Diagnostic Criteria for Dissociative Amnesia

The DSM-5 criteria for the diagnosis of dissociative amnesia consist of four main points.

The patient should be unable to recall autobiographical information that is usually of traumatic nature and that the patient is expected to remember and should recall easily.

The patient’s social, occupational or academic life should be affected by this impairment.

Alcohol abuse, drug dependency, partial complex seizures, transient global amnesia, or traumatic brain injuries should be reliably excluded.

And the final criterion is that dissociative amnesia should better fit the clinical picture of the patient compared to other psychiatric disorders such as posttraumatic stress disorder, acute stress disorder, somatization disorder, malingering, or dissociative identity disorder.

Patients with dissociative amnesia should be sub-classified into with fugue or without fugue depending on whether the patient shows fleeing behavior or not.
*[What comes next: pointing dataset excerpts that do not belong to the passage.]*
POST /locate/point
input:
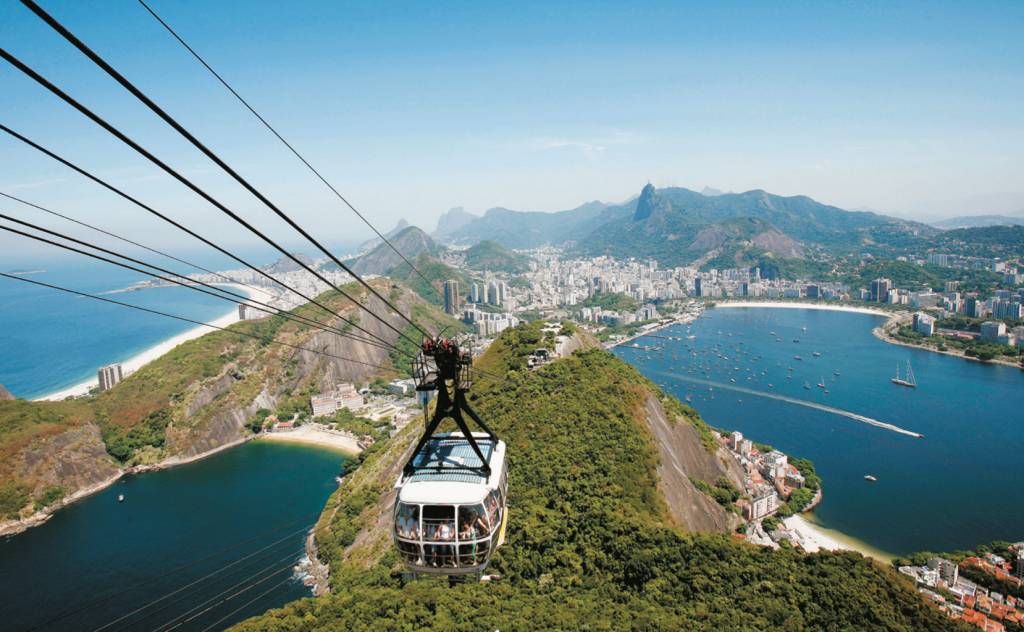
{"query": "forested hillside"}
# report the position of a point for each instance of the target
(199, 396)
(591, 543)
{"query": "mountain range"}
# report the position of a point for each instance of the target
(975, 221)
(681, 226)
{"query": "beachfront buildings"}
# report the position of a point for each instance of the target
(343, 396)
(453, 302)
(924, 324)
(993, 331)
(109, 376)
(248, 312)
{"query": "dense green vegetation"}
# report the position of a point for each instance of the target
(613, 301)
(724, 492)
(122, 443)
(49, 496)
(493, 257)
(590, 544)
(913, 277)
(610, 331)
(984, 351)
(424, 317)
(1005, 242)
(13, 496)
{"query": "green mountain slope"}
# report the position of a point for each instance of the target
(492, 256)
(591, 544)
(678, 226)
(411, 242)
(529, 229)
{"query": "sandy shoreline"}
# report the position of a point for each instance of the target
(817, 538)
(801, 305)
(140, 360)
(315, 436)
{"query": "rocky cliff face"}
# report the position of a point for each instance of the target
(74, 460)
(683, 457)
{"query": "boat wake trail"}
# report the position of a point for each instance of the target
(794, 401)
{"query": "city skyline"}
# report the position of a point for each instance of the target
(412, 111)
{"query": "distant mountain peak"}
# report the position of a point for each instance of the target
(647, 203)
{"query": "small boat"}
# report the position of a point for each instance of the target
(908, 380)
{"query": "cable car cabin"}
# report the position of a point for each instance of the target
(451, 515)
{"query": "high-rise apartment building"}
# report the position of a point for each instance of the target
(109, 376)
(452, 298)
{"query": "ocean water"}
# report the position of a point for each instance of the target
(957, 487)
(50, 340)
(205, 544)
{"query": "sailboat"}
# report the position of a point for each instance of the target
(907, 380)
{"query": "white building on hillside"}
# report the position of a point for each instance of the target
(344, 395)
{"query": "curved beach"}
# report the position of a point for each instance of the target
(140, 360)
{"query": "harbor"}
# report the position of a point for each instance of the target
(913, 445)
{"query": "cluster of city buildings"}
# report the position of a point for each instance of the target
(768, 478)
(749, 283)
(109, 376)
(940, 580)
(1012, 276)
(1003, 303)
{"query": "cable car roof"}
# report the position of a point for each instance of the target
(444, 471)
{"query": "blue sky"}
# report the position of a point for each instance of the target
(411, 109)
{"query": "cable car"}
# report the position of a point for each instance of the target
(451, 508)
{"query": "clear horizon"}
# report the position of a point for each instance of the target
(911, 110)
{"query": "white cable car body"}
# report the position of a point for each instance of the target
(450, 522)
(451, 507)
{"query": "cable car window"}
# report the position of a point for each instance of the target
(472, 522)
(410, 552)
(408, 522)
(438, 525)
(494, 508)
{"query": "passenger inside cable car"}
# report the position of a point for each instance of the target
(450, 522)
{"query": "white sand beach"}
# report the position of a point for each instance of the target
(799, 305)
(816, 538)
(140, 360)
(314, 435)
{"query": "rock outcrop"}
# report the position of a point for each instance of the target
(683, 457)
Brain Imaging in Dissociative Amnesia

The main goal of brain imaging in dissociative amnesia is to identify potential novel biomarkers, increase the certainty of the diagnosis and provide objective measures for research purposes. Brain imaging in patients with dissociative amnesia does not affect the treatment plan.

Positron emission tomography (PET) with glucose has shown decreased cerebral glucose metabolism in the anterior temporo-frontal regions in patients with dissociative amnesia. These brain regions are known to be related to autobiography memory recall.

Water-based PET scans were also used in patients with dissociative amnesia to study which brain regions are activated when previous life experiences are presented to the patient compared to healthy controls.

Healthy controls usually have right temporo-frontal activation whereas patients with dissociative amnesia show left temporo-frontal activation. This finding has been explained based on our current understanding of the lateralization of the human brain, i.e. the activation of the left hemispheric regions is suggestive of the neutral perception of the patient’s own experiences rather than perceiving them as his or her own memories.

The right inferior frontal regions and the right prefrontal cortex were also showing hypometabolism on glucose PET in patients with dissociative amnesia. Later, these same patients underwent magnetic resonance spectroscopy (MRS) brain imaging of the same regions and they were found to have an impairment in the GABA/Glutamate ratios in that same region.

This finding is very important and very recent as it can have implications for the treatment of dissociative amnesia and in helping these patients recall the lost events, i.e. it seems that dissociative amnesia is after all an inhibition/excitation imbalance disorder that is localized to certain cortical regions.

Treatment of Dissociative Amnesia

Medical treatment of dissociative amnesia largely relies on the management of the associated depression with antidepressants and the performance of drug-assisted interviews. Drug-assisted interviews with barbiturates or benzodiazepines can help in the retrieval of certainly lost memories that can be the trigger of the amnesia.

When the patient recalls certain traumatic events or memories, it should be noted that the risk of suicide increased significantly. Electroconvulsive therapy is either ineffective or harmful in dissociative amnesia. New approaches that are known to affect the inhibition/excitation balance in specific targeted brain regions such as transcranial direct current stimulation or transcranial magnetic stimulation are being tested as potential treatments for dissociative amnesia.

Hypnosis and hypnotherapy have shown some efficacy in helping the patients remember the traumatic events that led to this state. Psychotherapy should first aim to the stabilization of the patient and the reduction of the symptoms. The next step should be the identification of the causes of the dissociation and understanding that dissociation usually happens due to certain wrong ideation or thinking mechanisms, i.e. a rape victim might blame herself. Addressing these issues especially in group therapy has been shown to be helpful.